The study has been published in the journal Nature Communications.

The discovery is accidental. Researchers created large organic crystals, looked at the single crystals under a microscope and found that the transformation process is dramatically different from what they expected.

"We saw concerted movement of a whole layer of molecules sweeping through the crystal that seem to drive the shape-memory effect, something that is rarely observed in organic crystals and is therefore largely unexplored," said Hyunjoong Chung, a University of Illinois (UI) graduate student and co-author of the study.

The unexpected observation led the researchers to explore the merger between shape-memory materials science and the field of organic electronics.

"Today's electronics are dependent on transistors to switch on and off, which is a very energy-intensive process," said Ying Diao, UI professor of chemical and biomolecular engineering and co-author of the study.

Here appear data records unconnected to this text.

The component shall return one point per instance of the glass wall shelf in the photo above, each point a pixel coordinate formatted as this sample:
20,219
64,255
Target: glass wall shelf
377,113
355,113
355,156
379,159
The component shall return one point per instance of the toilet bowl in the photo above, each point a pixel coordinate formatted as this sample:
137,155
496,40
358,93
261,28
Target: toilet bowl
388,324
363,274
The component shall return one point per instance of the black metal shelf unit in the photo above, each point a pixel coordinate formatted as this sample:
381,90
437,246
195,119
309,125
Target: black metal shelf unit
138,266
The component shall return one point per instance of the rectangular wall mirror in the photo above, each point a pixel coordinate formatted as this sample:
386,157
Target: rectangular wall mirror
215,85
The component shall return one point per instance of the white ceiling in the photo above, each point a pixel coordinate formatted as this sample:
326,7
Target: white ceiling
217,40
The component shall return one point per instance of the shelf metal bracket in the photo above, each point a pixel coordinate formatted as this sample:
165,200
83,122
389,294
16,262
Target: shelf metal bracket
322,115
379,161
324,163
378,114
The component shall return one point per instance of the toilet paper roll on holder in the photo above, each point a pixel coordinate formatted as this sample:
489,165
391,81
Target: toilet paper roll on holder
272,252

"If we can use the shape-memory effect in plastic semiconductors to modulate electronic properties in a cooperative manner, it would require very low energy input, potentially contributing to advancements in low-power and more efficient electronics."

Researchers are currently using heat to demonstrate the shape-memory effect, and are experimenting with light waves, electrical fields and mechanical force for future demonstrations.

Devices like the expandable stents that open and unblock clogged human blood vessels use shape-memory technology. Heat, light and electrical signals, or mechanic forces pass information through the devices telling them to expand, contract, bend and morph back into their original form, and can do so repeatedly. This effect works well with metals, but remains unsure in synthetic organic materials because of the complexity of the molecules used to create them.

Now the new generation of economical printable plastic electronics is set to benefit from this phenomenon.